The Welsh government has warned that post-Brexit trading patterns threaten the viability of the country’s Irish Sea ports.
Trade flows from Ireland to Welsh ports have collapsed since January.
Irish hauliers are avoiding the ports due to complicated new administration.
The Welsh government has published a plan aimed at simplifying those processes and encouraging the return of Irish freight.
It says: “The urgency of this work has become self-evident.
“Data for Welsh ferry ports volumes in February shows a relative decline of in ‘year-to-date volumes’ of 50% in Holyhead, and 40% in the south West.”
Brexit and the Irish Sea border have affected the ports in two main ways.
Firstly, Irish exporters are sending a lot more goods to the EU on new direct ferry services to France or Belgium.
Before Brexit, they would have accessed the continent by sending lorries from Dublin to Holyhead which would then drive to the English Channel and catch another ferry.
Many businesses are now avoiding that ‘land bridge’ route because of the new administration required and the fear it could lead to loads being delayed.

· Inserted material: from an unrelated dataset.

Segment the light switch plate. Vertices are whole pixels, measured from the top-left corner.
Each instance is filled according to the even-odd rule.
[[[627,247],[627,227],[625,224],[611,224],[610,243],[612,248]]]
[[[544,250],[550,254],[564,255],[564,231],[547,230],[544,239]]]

Secondly, some Northern Ireland businesses, which traditionally sent goods to England via Holyhead, are now making greater use of ferries to Cairnryan or Liverpool.
That is because goods going via Dublin are subject to some post-Brexit processes while direct NI-GB trade is unchanged.
The government report suggests five areas where practical improvements could be made within the constraints of the Brexit deal.
These include “rebuilding confidence in the UK land bridge”.
It suggests that: “The UK and Irish Governments should work together to develop a bespoke resource or guidance pack that instructs traders specifically what will be required in order to use the land bridge, including how they will need to interact with each nations systems.”
The report acknowledges that the Welsh government can do little on its own to improve the situation, but is committed to acting as “a catalyst” for co-operation between the UK and Irish governments.
It says that if nothing changes, in a worst case scenario, ferry companies could permanently cut services, “ultimately threatening the continued existence of those ports, the local employment associated with them, and future opportunities in and around those areas”.